Six-billion dollars is about all it would take.

That amount, say state officials, would go far toward fixing about 1,500 bridges in the state that are in need of serious repair.

Here’s a snapshot look at the overall state of Ohio’s 27,000-plus bridges.

For starters, a good number of them have dubiously merited the tag “structurally deficient” that has been applied to them by the United States Department of Transportation in its 2013 report on bridges across the country.
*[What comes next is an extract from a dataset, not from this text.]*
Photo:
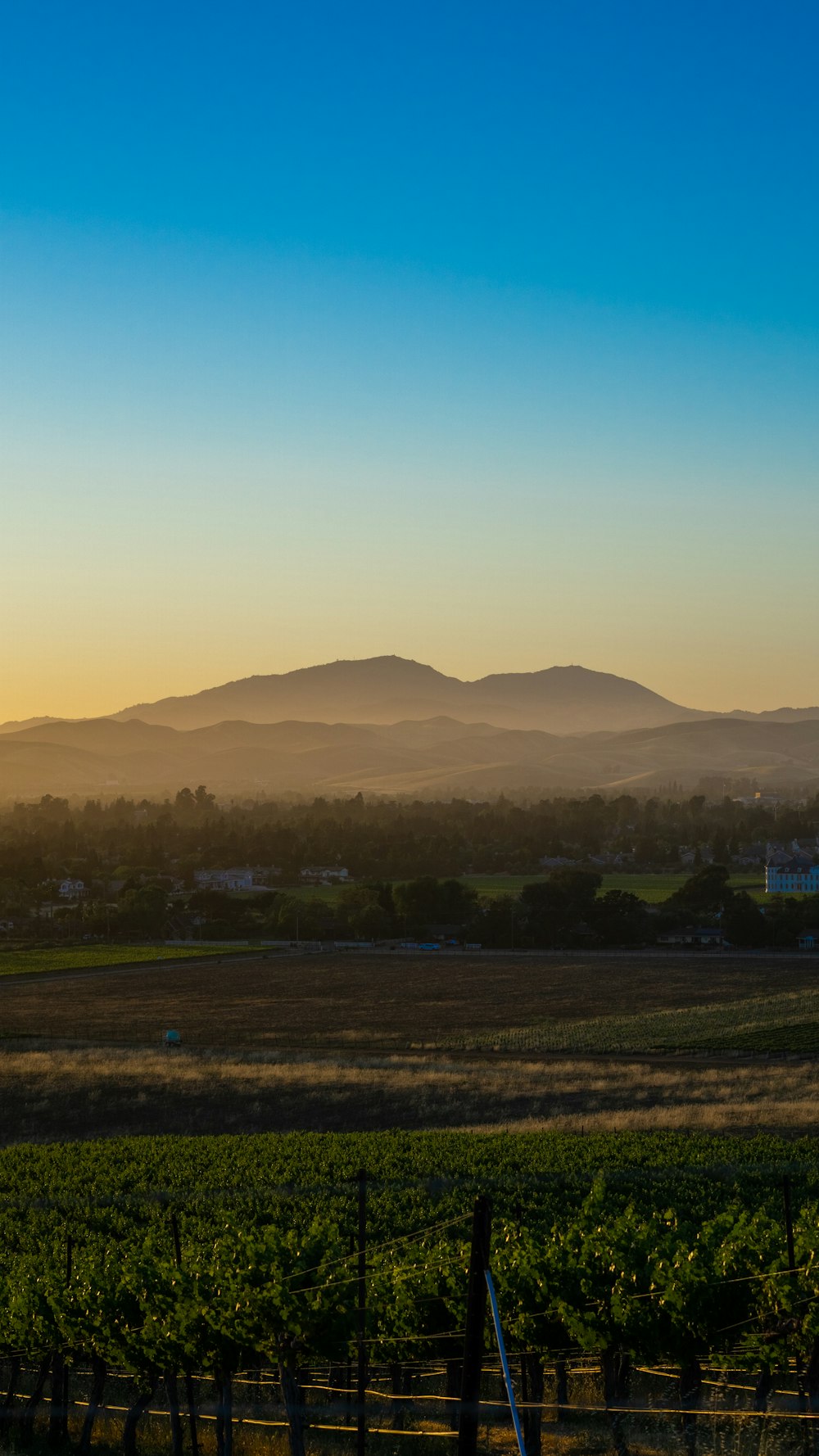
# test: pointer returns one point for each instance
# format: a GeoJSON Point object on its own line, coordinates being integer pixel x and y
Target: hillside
{"type": "Point", "coordinates": [435, 756]}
That term means that an important element of a bridge — its deck, say, or its substructure — is in poor condition or even worse.

The solace that Ohio residents can take in knowing that they are not alone in dealing with bad bridges is undercut by the sheer problem posed nationally by obsolete and failing infrastructure.

Recent analysis of the information released by the DOT indicates that there are more than 63,000 structurally deficient bridges across the country. About 2,240 of them are in Ohio, which places the state as 11th in terms of the overall number of compromised bridges within its borders. Ohio ranks 37th in terms of deficient bridges as a percentage of all bridges within the state.

Car accident risks are obviously heightened in Ohio and nationally by the country’s aging bridges, a point implicitly made by the American Road & Transportation Builders Association in its analysis of government data.

A central point made by an ARTBA economist in commenting on the DOT report is that national legislators will need to make brave and sustained efforts to fix what is called the “bridge problem.”

According to ARTBA, nearly 2,700 bridges have been built in Ohio since 2004. Since that time, 1,343 bridges have reportedly undergone major reconstruction.